All of this content has been moved to the Text Analysis Tools guide. Keep hidden "just in case" and eventually will delet. 4/8/2020
Voyant - Allows for the creation of word maps, n-grams, as well as word frequencies either for individual documents or for an entire corpus. Users can export visualizations for HTML or as PNG or SVG. Users are limited to 100 separate documents in their corpus for the online version, download the local server version for more flexibility.
Lexos - Allows users to upload their corpus, clean the documents, and then perform visualizations or analyze them. Files are limited by size and type.
Word Clouds & N-grams
Wordle - Java-based word cloud generator that allows users to paste their corpus or link to an online text.
Concordle - Similar to Wordle (though not as 'pretty' and not Java), it creates word clouds based on the user's corpus.

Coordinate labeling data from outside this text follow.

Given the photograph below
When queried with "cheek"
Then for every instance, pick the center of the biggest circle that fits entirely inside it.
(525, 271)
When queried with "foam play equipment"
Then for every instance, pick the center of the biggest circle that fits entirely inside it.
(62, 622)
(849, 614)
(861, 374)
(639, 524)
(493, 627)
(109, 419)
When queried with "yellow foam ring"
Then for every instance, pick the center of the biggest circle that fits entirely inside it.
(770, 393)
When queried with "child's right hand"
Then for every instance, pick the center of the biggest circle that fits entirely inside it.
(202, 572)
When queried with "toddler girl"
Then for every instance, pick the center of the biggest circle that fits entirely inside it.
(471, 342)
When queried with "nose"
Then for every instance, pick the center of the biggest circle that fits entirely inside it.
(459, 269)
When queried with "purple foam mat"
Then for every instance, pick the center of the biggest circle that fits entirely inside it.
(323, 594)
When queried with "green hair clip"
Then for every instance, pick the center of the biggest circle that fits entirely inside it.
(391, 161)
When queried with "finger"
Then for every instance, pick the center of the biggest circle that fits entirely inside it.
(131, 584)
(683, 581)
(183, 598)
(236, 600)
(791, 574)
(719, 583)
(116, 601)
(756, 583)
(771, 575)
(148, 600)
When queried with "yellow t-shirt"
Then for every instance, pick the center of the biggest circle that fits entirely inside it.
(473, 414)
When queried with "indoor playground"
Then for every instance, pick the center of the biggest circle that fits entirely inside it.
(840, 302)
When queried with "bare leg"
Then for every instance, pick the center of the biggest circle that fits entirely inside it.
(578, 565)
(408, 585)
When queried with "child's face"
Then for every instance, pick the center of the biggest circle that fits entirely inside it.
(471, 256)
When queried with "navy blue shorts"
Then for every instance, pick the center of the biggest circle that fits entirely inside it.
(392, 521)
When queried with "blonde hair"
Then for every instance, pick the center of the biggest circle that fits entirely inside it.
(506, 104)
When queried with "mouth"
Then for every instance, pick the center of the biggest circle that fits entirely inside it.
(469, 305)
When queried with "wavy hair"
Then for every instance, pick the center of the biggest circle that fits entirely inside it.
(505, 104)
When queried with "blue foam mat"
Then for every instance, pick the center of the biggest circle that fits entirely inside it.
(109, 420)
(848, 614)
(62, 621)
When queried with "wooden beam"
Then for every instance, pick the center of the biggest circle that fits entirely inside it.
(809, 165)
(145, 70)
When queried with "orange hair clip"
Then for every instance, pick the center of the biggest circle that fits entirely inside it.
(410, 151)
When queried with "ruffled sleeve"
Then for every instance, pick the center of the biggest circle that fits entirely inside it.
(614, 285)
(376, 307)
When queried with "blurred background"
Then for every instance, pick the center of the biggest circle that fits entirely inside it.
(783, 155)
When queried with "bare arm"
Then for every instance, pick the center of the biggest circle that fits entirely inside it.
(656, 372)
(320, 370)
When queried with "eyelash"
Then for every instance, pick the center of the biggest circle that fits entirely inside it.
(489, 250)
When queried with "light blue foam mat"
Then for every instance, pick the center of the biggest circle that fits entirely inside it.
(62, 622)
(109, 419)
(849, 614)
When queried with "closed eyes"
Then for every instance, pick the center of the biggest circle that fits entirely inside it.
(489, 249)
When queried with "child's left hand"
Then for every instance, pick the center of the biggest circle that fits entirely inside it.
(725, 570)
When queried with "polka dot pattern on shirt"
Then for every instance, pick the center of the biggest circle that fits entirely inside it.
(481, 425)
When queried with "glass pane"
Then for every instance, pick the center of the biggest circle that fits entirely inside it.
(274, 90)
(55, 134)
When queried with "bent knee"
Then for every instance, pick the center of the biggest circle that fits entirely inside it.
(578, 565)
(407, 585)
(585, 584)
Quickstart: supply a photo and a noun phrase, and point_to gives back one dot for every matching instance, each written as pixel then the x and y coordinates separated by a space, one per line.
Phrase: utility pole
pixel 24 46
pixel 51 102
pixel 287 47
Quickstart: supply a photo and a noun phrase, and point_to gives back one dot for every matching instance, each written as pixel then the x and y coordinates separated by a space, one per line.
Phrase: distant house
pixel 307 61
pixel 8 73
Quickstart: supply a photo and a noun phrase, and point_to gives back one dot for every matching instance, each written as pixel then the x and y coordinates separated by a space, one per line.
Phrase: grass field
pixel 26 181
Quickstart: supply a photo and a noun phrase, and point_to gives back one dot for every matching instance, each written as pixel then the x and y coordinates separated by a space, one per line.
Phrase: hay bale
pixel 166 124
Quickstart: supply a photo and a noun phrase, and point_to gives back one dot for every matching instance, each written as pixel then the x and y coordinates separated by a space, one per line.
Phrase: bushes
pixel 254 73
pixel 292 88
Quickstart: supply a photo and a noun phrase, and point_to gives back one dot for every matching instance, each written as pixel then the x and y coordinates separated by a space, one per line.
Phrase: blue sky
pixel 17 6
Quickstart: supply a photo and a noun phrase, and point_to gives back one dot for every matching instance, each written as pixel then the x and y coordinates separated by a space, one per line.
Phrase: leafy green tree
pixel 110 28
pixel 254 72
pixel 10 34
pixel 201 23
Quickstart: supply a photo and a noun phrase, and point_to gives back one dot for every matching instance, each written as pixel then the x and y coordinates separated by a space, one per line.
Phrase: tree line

Find More Digital Research Tools
Digital Research Tools (DiRT) - A registry of digital research tools for scholarly use. It has a number of text mining tools available. DiRT makes it easy for those conducting digital research to find and compare digital research tools.
AntCont - A free text corpus analysis toolkit for concordancing and text analysis.
MALLET - Java-based package for statistical natural language processing, document classification, clustering, topic modeling, information extraction, and other machine learning applications to text.
OpenRefine - Open source software that allows users to clean their datasets prior to use. OpenRefine can only use information entered into spreadsheets, typically in a .csv format but can utilize a wide range of formats such as JSON.
Python (via The Programming Historian) - A programming language that is used by many for text mining and analysis. The Programming Historian has a series of lessons on using Python for manipulating and analyzing text data. Packages include nltk.
R and RStudio - Open source statistical analysis software that rely on community driven packages to mine data. R is script heavy, meaning a programming background is highly recommended, but it offers the most flexibility with mining as well as creating visualizations of the results. See the book Text Mining with R and The Programming Historian's "Basic Text Processing in R."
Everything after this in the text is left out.